Lycanthrope, Werewolf

Source: System Reference Document 5.0
The text on this page is Open Game Content, and is licensed for public use under the terms of the Open Game License v1.0a.

Lycanthrope, Werewolf

Medium humanoid (human, shapechanger), chaotic evil


Armor Class 11 (AC 12 [natural armor] in wolf or hybrid form )

Hit Points 58 (9d8+45)

Speed 30 ft., speed in wolf form 40 ft.


STR DEX CON INT WIS CHA
15 (+2) 13 (+1) 14 (+2) 10 (+0) 11 (+0) 10 (+0)

Skills Perception +4, Stealth +3

Damage Immunities bludgeoning, piercing, and slashing from nonmagical attacks not made with silvered weapons

Senses passive Perception 10

Languages Common (can't speak in wolf form)

Challenge 3 (700 XP)


Shapechanger. The werewolf can use its action to polymorph into a wolf-humanoid hybrid or into a wolf, or back into its true form, which is humanoid. Its statistics, other than its AC, are the same in each form. Any equipment it is wearing or carrying isn’t transformed. It reverts to its true form if it dies.

Keen Hearing and Smell. The werewolf has advantage on Wisdom (Perception) checks that rely on hearing or smell.

Actions


Multiattack (Humanoid or Hybrid Form Only). The werewolf makes two attacks: one with its bite and one with its claws or spear.

Bite (Wolf or Hybrid Form Only). Melee Weapon Attack: +4 to hit, reach 5 ft., one target. Hit: 6 (1d8 + 2) piercing damage. If the target is a humanoid, it must succeed on a DC 12 Constitution saving throw or be cursed with werewolf lycanthropy.

Claws (Hybrid Form Only). Melee Weapon Attack: +4 to hit, reach 5 ft., one creature. Hit: 7 (2d4 + 2) slashing damage.

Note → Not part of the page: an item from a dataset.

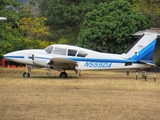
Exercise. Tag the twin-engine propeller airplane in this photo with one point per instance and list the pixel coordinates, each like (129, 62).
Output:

Spear (Humanoid Form Only). Melee or Ranged Weapon Attack: +4 to hit, reach 5 ft. or range 20/60 ft., one creature. Hit: 5 (1d6 + 2) piercing damage, or 6 (1d8 + 2) piercing damage if used with two hands to make a melee attack.

Source: Pathfinder Roleplaying Game Bestiary.

In their humanoid form, werewolves look like normal people, though some tend to look a bit feral and have wild hair. Eyebrows that grow together, index fingers longer than the middle fingers, and strange birthmarks on the palm of the hand are all commonly accepted indications that a person is in fact a werewolf. Of course, such telltale signs are not always accurate, for such physical traits exist in normal people as well, but in areas where werewolves are a common problem, the traits can be damning regardless.

Of all the various types of lycanthropes, it is the werewolf that is the most widespread and the most feared. Stories of werewolves haunting lonely forest roads, prowling misty moors on the outskirts of rural societies, or dwelling in the shadows of the largest cities are widespread as well. In most societies, werewolves are feared and despised—and with good reason, as the typical werewolf personifies all that is savage and bestial in a lycanthrope. This isn’t to say that good-aligned werewolves are unknown, but they’re certainly a minority among their kind, and most werewolves are evil murderers who delight in the hunt and the succulent taste of raw meat.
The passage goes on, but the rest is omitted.